Nothing illustrates the island’s political mind-set better than a long-running school admissions case that would likely be laughed out of court elsewhere in America. The arguments made for it – and even embraced by the state’s first Republican governor in 40 years – sound eerily familiar to those of 1960s southern segregationists.
For 118 years, the Kamehameha Schools have limited enrollment to those with native-Hawaiian blood. Its highly regarded K-12 schools are funded by an almost $7 billion trust left by 19th century Princess Bernice Pauahi Bishop.
Supporters claim that because no tax money is involved discrimination is permissible, although federal courts decades long ago dismissed that same argument in Dixie by segregation academies.
Enrollment is offered to all “qualified” native-Hawaiians. If spaces there left over, members of other races may be considered. But only a handful of the 5,400 students on the school’s three campuses are not of native Hawaiian descent.
School officials say a history of unfair treatment of native Hawaiians justifies the policy. The Supreme Court has allowed racial preferences to compensate for past discrimination in limited cases.
A three-judge panel of the Ninth U.S. Court of Appeals last August said the schools’ policy does not meet that criterion. The decision triggered a massive protest demonstration by native Hawaiians.
The full 15-judge Ninth Circuit in June heard an appeal. Regardless of the verdict, the case seems destined for the U.S. Supreme Court.
In another legal matter, a U.S. District judge last month threw out a state prohibition on non-Hawaiian residents applying for state jobs. That rule, if approved by the courts, could have reshaped the relationships between states that have existed for more than two centuries.
Nevertheless, Hawaii Attorney General Mark Bennett will appeal to sustain the law, which was enacted to discourage immigrants, but would seem based on a belief this state is a separate entity, rather than one of 50.
Then there is the drive to create a separate government for the about 20 percent of the state’s population who have native-Hawaiian blood.
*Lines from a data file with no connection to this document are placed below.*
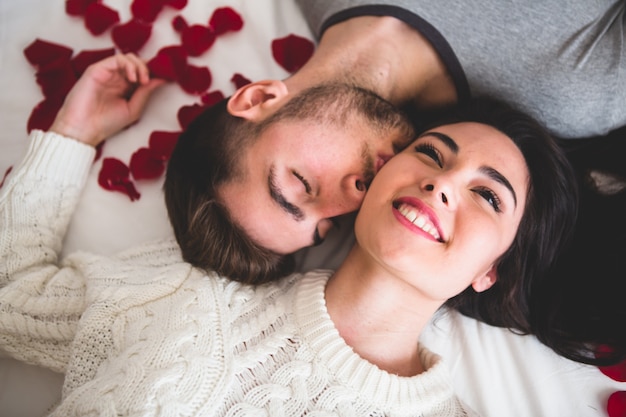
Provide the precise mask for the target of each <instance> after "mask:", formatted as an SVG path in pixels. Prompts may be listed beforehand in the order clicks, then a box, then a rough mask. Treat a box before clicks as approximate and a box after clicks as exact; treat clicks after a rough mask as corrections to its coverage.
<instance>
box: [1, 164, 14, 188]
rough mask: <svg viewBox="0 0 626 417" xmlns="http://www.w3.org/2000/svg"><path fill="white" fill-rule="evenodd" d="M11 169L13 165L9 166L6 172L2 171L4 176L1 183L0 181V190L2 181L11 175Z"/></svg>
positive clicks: (4, 179) (3, 183)
mask: <svg viewBox="0 0 626 417" xmlns="http://www.w3.org/2000/svg"><path fill="white" fill-rule="evenodd" d="M12 169H13V165H11V166H10V167H9V168H8V169H7V170H6V171H4V176H3V177H2V181H0V188H2V186H3V185H4V181H5V180H6V179H7V176H8V175H9V174H10V173H11V170H12Z"/></svg>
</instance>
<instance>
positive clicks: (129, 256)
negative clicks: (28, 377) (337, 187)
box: [0, 132, 471, 417]
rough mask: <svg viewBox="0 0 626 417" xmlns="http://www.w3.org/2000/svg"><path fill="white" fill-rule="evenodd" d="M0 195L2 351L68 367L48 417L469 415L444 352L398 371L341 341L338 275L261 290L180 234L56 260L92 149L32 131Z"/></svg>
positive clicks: (260, 289)
mask: <svg viewBox="0 0 626 417" xmlns="http://www.w3.org/2000/svg"><path fill="white" fill-rule="evenodd" d="M31 139H32V140H31V146H30V148H29V150H28V155H27V156H26V159H25V160H24V162H23V163H22V165H21V166H20V167H19V168H18V169H16V170H15V172H14V173H13V174H12V175H11V176H10V177H9V178H8V180H7V183H6V184H5V187H3V189H2V190H0V191H1V193H2V194H0V216H1V219H2V224H1V226H0V227H1V229H0V231H1V235H0V236H1V238H0V239H1V240H0V244H1V246H0V250H1V256H2V266H1V267H0V268H1V269H0V280H1V285H2V289H1V290H0V349H1V350H2V351H3V352H6V353H8V354H10V355H12V356H14V357H16V358H18V359H21V360H25V361H29V362H32V363H36V364H39V365H43V366H45V367H48V368H51V369H54V370H57V371H62V372H65V374H66V378H65V384H64V389H63V400H62V402H61V404H59V405H58V407H57V408H56V409H55V410H54V411H53V412H52V415H53V416H119V415H125V416H233V417H234V416H272V417H279V416H304V415H306V416H328V415H341V416H464V415H471V413H470V412H468V411H466V410H464V408H463V406H462V404H460V402H459V400H458V399H457V398H456V397H455V396H454V394H453V392H452V390H451V386H450V384H449V381H448V376H447V374H446V371H445V368H444V366H443V364H442V363H441V361H440V359H439V358H438V357H437V356H436V355H434V354H433V353H431V352H429V351H428V350H426V349H425V348H423V347H421V346H420V347H419V349H420V355H421V358H422V361H423V363H424V365H425V367H426V368H427V369H428V370H427V371H426V372H424V373H422V374H421V375H418V376H416V377H412V378H405V377H399V376H396V375H390V374H388V373H387V372H384V371H382V370H380V369H379V368H377V367H376V366H374V365H373V364H371V363H369V362H367V361H365V360H363V359H362V358H360V357H359V356H358V355H357V354H355V353H354V351H353V350H352V349H351V348H350V347H349V346H348V345H346V344H345V342H344V340H343V339H342V338H341V337H340V336H339V334H338V332H337V330H336V328H335V327H334V325H333V323H332V321H331V320H330V317H329V315H328V312H327V310H326V304H325V301H324V288H325V285H326V282H327V280H328V277H329V275H330V272H328V271H314V272H310V273H308V274H304V275H292V276H290V277H287V278H285V279H284V280H282V281H280V282H278V283H273V284H270V285H264V286H260V287H256V288H252V287H248V286H244V285H241V284H239V283H235V282H231V281H229V280H227V279H225V278H222V277H219V276H217V275H215V274H208V275H207V274H205V273H202V272H201V271H199V270H196V269H194V268H192V267H191V266H190V265H188V264H186V263H184V262H183V261H182V259H181V256H180V253H179V250H178V248H177V246H176V244H175V242H174V241H160V242H154V243H151V244H146V245H144V246H141V247H139V248H136V249H133V250H130V251H126V252H124V253H122V254H120V255H118V256H116V257H104V256H99V255H94V254H87V253H77V254H74V255H72V256H70V257H68V258H67V259H65V260H63V261H62V262H59V260H58V259H57V258H58V253H59V251H60V249H61V242H62V239H63V236H64V233H65V229H66V227H67V224H68V222H69V219H70V217H71V215H72V212H73V210H74V206H75V205H76V202H77V201H78V198H79V195H80V190H81V188H82V185H83V183H84V180H85V178H86V176H87V173H88V170H89V167H90V164H91V161H92V159H93V149H91V148H89V147H86V146H84V145H82V144H80V143H78V142H75V141H73V140H71V139H67V138H62V137H57V136H56V135H53V134H43V133H42V132H35V133H34V134H33V135H32V138H31Z"/></svg>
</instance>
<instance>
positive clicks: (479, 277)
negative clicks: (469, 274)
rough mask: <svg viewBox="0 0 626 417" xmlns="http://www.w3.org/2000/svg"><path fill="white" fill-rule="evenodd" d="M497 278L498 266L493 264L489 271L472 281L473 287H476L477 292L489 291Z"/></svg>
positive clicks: (472, 287) (474, 290) (496, 280)
mask: <svg viewBox="0 0 626 417" xmlns="http://www.w3.org/2000/svg"><path fill="white" fill-rule="evenodd" d="M497 280H498V272H497V271H496V266H495V265H491V268H489V271H487V273H485V274H484V275H482V276H480V277H479V278H476V279H475V280H474V281H472V288H474V291H476V292H483V291H487V290H488V289H489V288H491V286H492V285H493V284H495V283H496V281H497Z"/></svg>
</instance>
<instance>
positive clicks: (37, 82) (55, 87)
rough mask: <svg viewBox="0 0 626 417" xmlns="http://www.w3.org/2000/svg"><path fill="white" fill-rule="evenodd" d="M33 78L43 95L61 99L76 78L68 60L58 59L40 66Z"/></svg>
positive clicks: (73, 83)
mask: <svg viewBox="0 0 626 417" xmlns="http://www.w3.org/2000/svg"><path fill="white" fill-rule="evenodd" d="M35 80H36V81H37V84H39V86H40V87H41V91H42V92H43V95H44V97H47V98H52V99H58V100H59V101H63V100H64V99H65V96H66V95H67V93H69V91H70V90H71V89H72V87H73V86H74V84H75V83H76V81H77V78H76V74H75V73H74V67H72V64H71V62H70V61H65V60H58V61H54V62H51V63H49V64H47V65H45V66H43V67H41V69H40V70H39V71H37V73H36V74H35Z"/></svg>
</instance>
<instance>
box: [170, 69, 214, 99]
mask: <svg viewBox="0 0 626 417" xmlns="http://www.w3.org/2000/svg"><path fill="white" fill-rule="evenodd" d="M183 71H184V72H177V74H176V75H177V81H178V84H179V85H180V86H181V87H182V88H183V90H185V91H186V92H188V93H190V94H202V93H204V92H205V91H206V90H208V89H209V87H210V86H211V81H212V80H211V72H210V71H209V69H208V68H207V67H196V66H195V65H187V67H186V68H185V69H184V70H183Z"/></svg>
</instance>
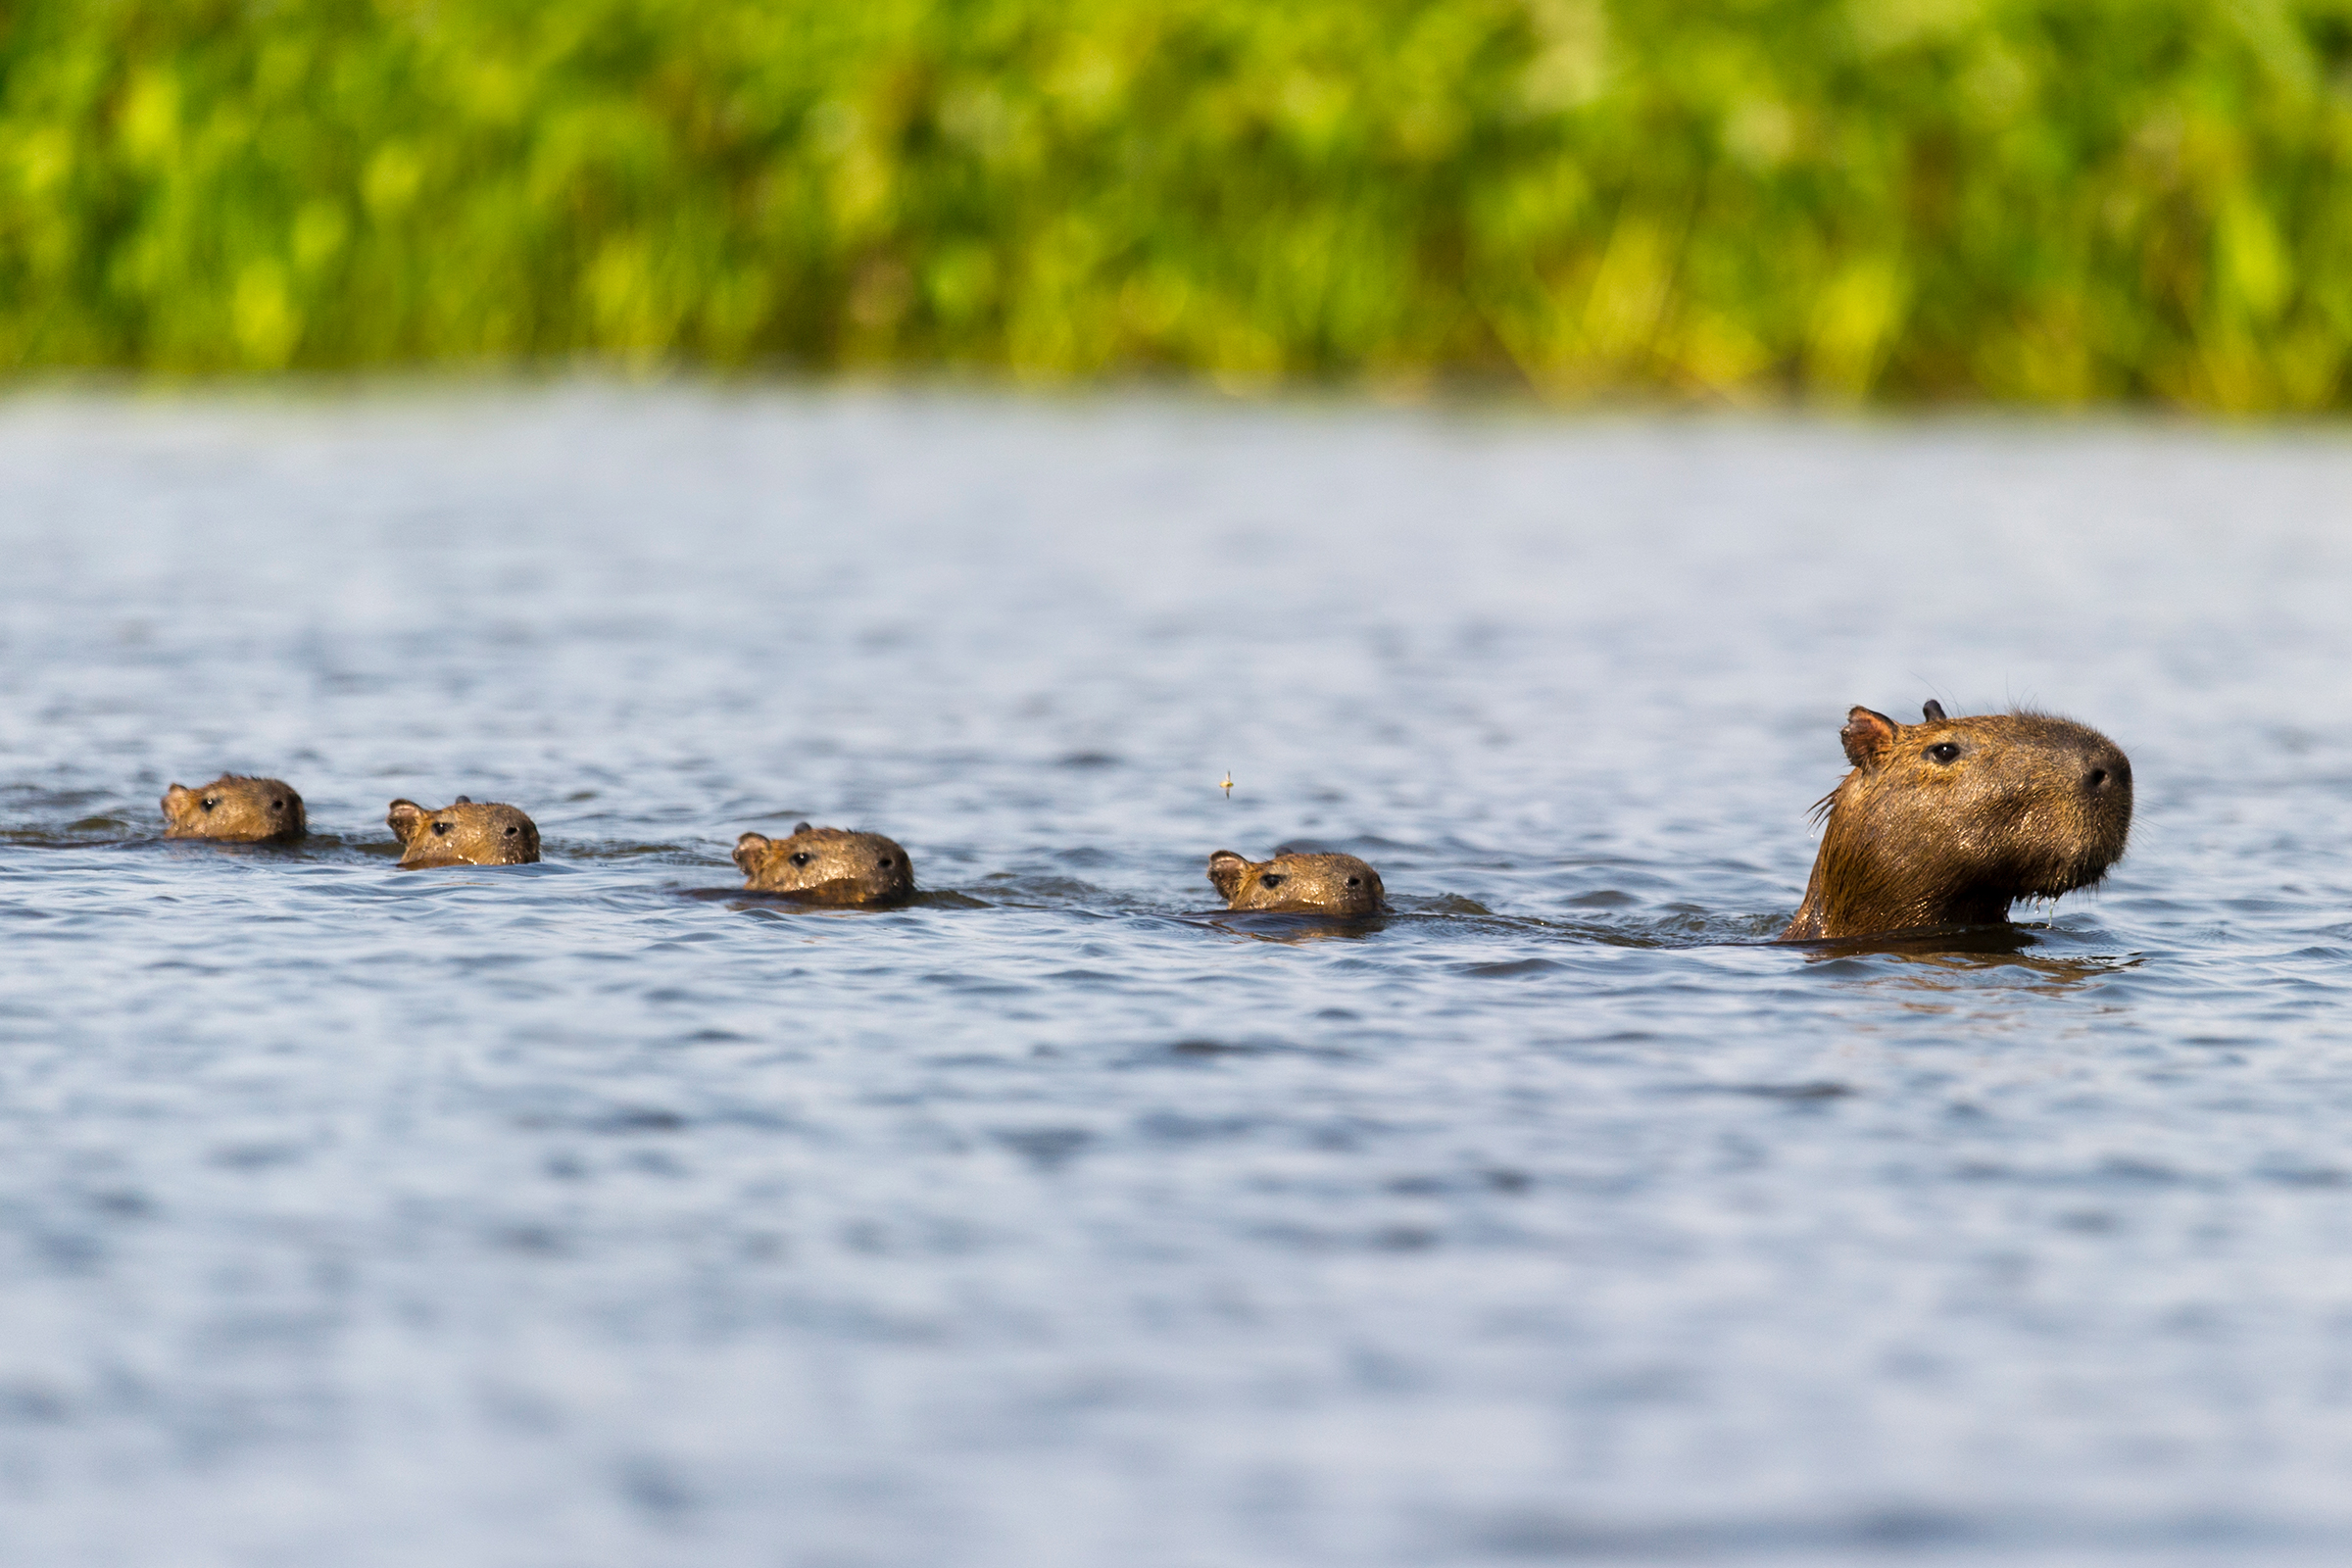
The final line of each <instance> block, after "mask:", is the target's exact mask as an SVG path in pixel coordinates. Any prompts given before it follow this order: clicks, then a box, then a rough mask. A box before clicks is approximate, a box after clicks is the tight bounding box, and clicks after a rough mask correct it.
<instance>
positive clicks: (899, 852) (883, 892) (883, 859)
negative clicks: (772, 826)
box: [734, 823, 915, 905]
mask: <svg viewBox="0 0 2352 1568" xmlns="http://www.w3.org/2000/svg"><path fill="white" fill-rule="evenodd" d="M734 860H736V865H741V867H743V889H746V891H750V893H793V896H795V898H807V900H809V903H837V905H877V903H901V900H906V898H913V896H915V863H913V860H908V858H906V851H903V849H898V844H896V839H884V837H882V835H880V832H849V830H847V827H809V825H807V823H795V825H793V837H788V839H771V837H767V835H760V832H746V835H743V837H741V839H736V853H734Z"/></svg>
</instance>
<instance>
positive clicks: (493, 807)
mask: <svg viewBox="0 0 2352 1568" xmlns="http://www.w3.org/2000/svg"><path fill="white" fill-rule="evenodd" d="M383 825H386V827H390V830H393V837H397V839H400V844H402V851H405V853H402V856H400V870H405V872H414V870H421V867H426V865H529V863H532V860H536V858H539V823H534V820H532V818H527V816H524V813H522V811H517V809H515V806H501V804H496V802H470V799H466V797H463V795H459V797H456V799H454V802H452V804H447V806H442V809H440V811H426V809H423V806H419V804H416V802H412V799H395V802H393V809H390V811H388V813H386V816H383Z"/></svg>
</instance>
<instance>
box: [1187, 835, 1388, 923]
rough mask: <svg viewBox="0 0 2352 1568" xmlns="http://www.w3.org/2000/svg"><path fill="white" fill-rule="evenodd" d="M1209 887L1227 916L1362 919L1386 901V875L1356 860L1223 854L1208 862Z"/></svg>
mask: <svg viewBox="0 0 2352 1568" xmlns="http://www.w3.org/2000/svg"><path fill="white" fill-rule="evenodd" d="M1209 882H1214V884H1216V891H1218V893H1223V896H1225V907H1228V910H1270V912H1289V914H1341V917H1359V914H1378V912H1381V907H1383V898H1385V889H1383V886H1381V872H1376V870H1371V867H1369V865H1364V863H1362V860H1357V858H1355V856H1287V853H1277V856H1275V858H1272V860H1244V858H1242V856H1237V853H1232V851H1230V849H1221V851H1216V853H1214V856H1209Z"/></svg>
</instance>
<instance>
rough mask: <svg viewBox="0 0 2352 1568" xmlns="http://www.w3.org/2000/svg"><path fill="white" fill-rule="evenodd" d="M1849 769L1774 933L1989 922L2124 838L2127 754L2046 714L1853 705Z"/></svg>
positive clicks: (2122, 841)
mask: <svg viewBox="0 0 2352 1568" xmlns="http://www.w3.org/2000/svg"><path fill="white" fill-rule="evenodd" d="M1839 738H1842V741H1844V743H1846V759H1849V762H1851V764H1853V771H1851V773H1846V778H1844V783H1839V785H1837V790H1835V792H1830V797H1828V799H1823V802H1820V806H1818V811H1823V813H1825V816H1828V827H1825V830H1823V835H1820V853H1818V856H1816V858H1813V879H1811V882H1806V886H1804V905H1802V907H1799V910H1797V919H1792V922H1790V924H1788V931H1783V933H1780V940H1785V943H1802V940H1818V938H1837V936H1879V933H1891V931H1919V929H1926V926H1997V924H2004V922H2006V919H2009V905H2011V903H2016V900H2018V898H2056V896H2058V893H2070V891H2074V889H2084V886H2091V884H2093V882H2098V879H2100V877H2105V875H2107V867H2110V865H2114V863H2117V858H2122V853H2124V839H2126V837H2131V759H2129V757H2124V752H2122V750H2117V745H2114V741H2110V738H2107V736H2103V733H2098V731H2096V729H2086V726H2082V724H2072V722H2067V719H2053V717H2049V715H2044V712H1987V715H1978V717H1971V719H1947V717H1945V712H1943V703H1929V705H1926V715H1924V719H1922V722H1919V724H1896V722H1893V719H1889V717H1886V715H1884V712H1872V710H1870V708H1856V710H1851V712H1849V715H1846V729H1844V731H1839Z"/></svg>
Some believe they deserve special treatment because their monarchy was overthrown more than a century ago in a conspiracy engineered by sugar barons and aided by the U.S. government.
Since Congress refused to give native Hawaiians that status earlier this year, a movement with substantial political clout has surfaced to have a referendum create a separate nation for native Hawaiians.
The goal is an entity that would be unique in the United States to represent native Hawaiians that could negotiate with a friendly state government for billions of dollars in assets.
In this unusual political incubator it can’t be dismissed as it would be elsewhere in the USA.